During 1669 to 1739, The British ruled the Seven Islands of Bombay while Salsette Island was still in Portuguese hands. The Jesuit Church and the houses of Kurla were frequently threatened by bombardment from the Sion Hillock Fort, situated on the northern end of Bombay. Whenever the British had any grievances against the Portuguese, Kurla and Bandra, which lay immediately across the Mahim creek, suffered from these bombing reprisals. In 1739, the Church fell into the hands of the Marathas, and the Jesuits had to return. The Diocesan clergy then took over the administration of the parish.

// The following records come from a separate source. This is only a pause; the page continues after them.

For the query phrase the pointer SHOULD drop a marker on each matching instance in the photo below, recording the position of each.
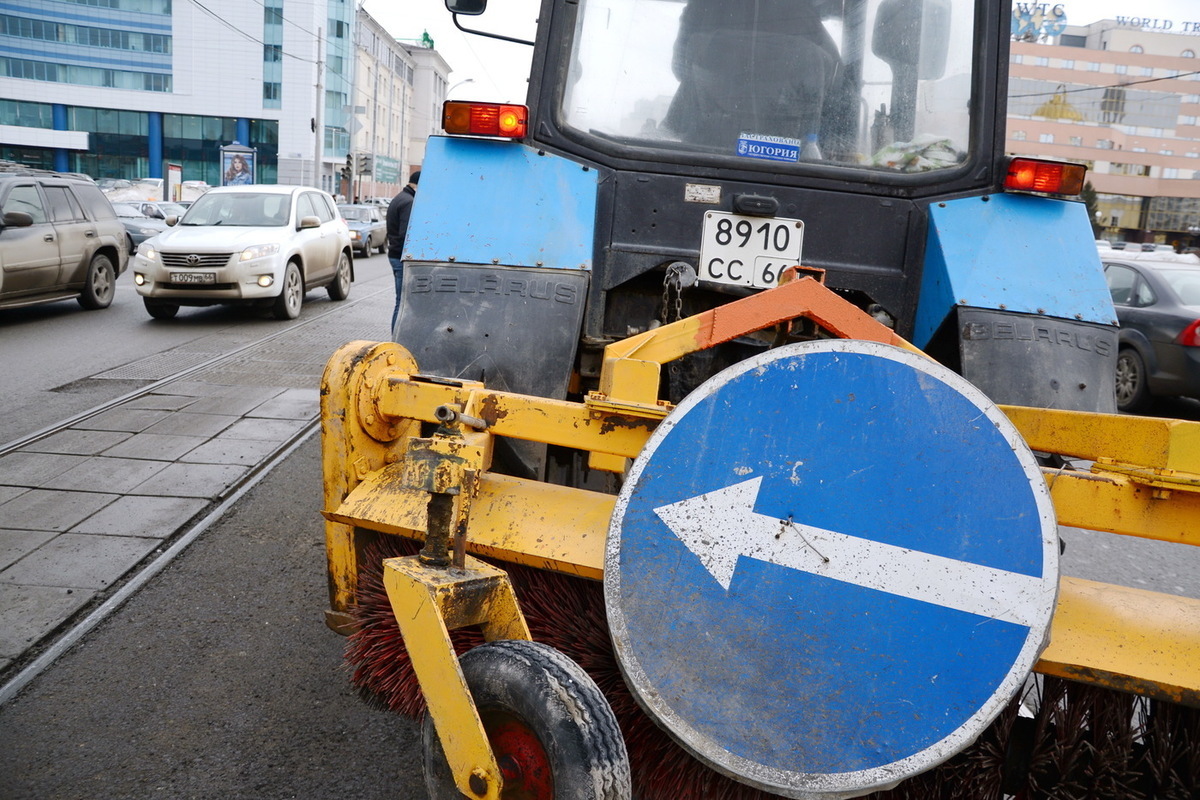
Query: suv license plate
(744, 251)
(192, 277)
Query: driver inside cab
(766, 67)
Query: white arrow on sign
(721, 527)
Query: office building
(127, 88)
(1123, 98)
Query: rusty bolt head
(478, 782)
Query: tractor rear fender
(1014, 298)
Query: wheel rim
(523, 763)
(1128, 379)
(292, 289)
(102, 282)
(343, 274)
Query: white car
(258, 245)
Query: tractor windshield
(882, 84)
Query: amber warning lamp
(484, 119)
(1048, 176)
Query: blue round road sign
(831, 567)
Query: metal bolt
(478, 782)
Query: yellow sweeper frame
(381, 474)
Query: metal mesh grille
(185, 260)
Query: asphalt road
(217, 680)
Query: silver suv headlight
(258, 251)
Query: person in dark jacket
(399, 211)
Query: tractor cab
(677, 155)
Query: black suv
(59, 239)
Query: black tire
(291, 298)
(100, 286)
(1133, 394)
(553, 734)
(340, 289)
(160, 310)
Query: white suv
(261, 245)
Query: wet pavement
(120, 489)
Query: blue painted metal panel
(786, 665)
(489, 202)
(1021, 253)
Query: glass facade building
(153, 83)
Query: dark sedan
(1158, 307)
(138, 227)
(369, 229)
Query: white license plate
(748, 251)
(193, 277)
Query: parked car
(1158, 307)
(258, 245)
(162, 209)
(369, 229)
(59, 239)
(138, 227)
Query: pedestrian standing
(399, 211)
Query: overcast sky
(497, 71)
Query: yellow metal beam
(1147, 441)
(1123, 638)
(1120, 505)
(521, 416)
(430, 602)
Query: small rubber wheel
(101, 284)
(553, 733)
(160, 310)
(287, 304)
(1133, 394)
(340, 289)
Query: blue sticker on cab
(771, 148)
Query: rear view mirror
(468, 7)
(913, 35)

The most drastic changes to the parish started taking place in the middle of the 20th century due to the continued influx of Catholics into the city and its Suburbs. The Catholic population increased appreciably which led to the carving of six new parishes from the original parish of Kurla. Our Lady of Fatima Church, kirol in 1953, St. Joseph, near Kurla Railway Station in 1968, St. Jude, Jeri Meri in 1972, St. Anthony, Saki Naka in 1975, Holy Family, Pestomsagar in 1982 and Infant Jesus, Ghatkopar in 1983 were established as independent parishes. At the turn of the century, the need for more accommodation in the church was felt and an extension and renovation of the Church structure was undertaken. Ivan Cardinal Dias released and inaugurated this project on 5 May 2004.

== Parish Fiesta ==
The Church celebrates its feast on the 3rd day of May every year. Since 2015 the local community of Bombay East Indians from the Kurla Christian Village organise a festival known as Holy Cross Parish Fiesta every year to celebrate the church feast There are float parades, East Indian singing competitions, East Indian Band, fancily dressed people, horsecarts taking part in the celebration. Villagers from Gorai, Manori, Kanjur, Malad, Sion, Kalina, Vakola, Vile Parle, Sahar and Marol also join in the celebration. On 5 May 2019, Fr. Milton Gonsalves released a book named Holy Cross Kurla which described the history of Kurla.

== Phool Dongri Cross==
The Phool Dongri Cross (Cross on mount of flowers) is a miraculous cross erected on the mountain in Kurla during a plague pandemic (1689-1702). It was in the 1958, the cross was moved into the Holy Cross Church premises because the government needed the land to expand the Bombay airport and build a runway. The cross was later repaired and beautified in 2015 in the church premises. The church celebrates its feast locally called as Phool Dongri cha san on the second Sunday in the month of May every year.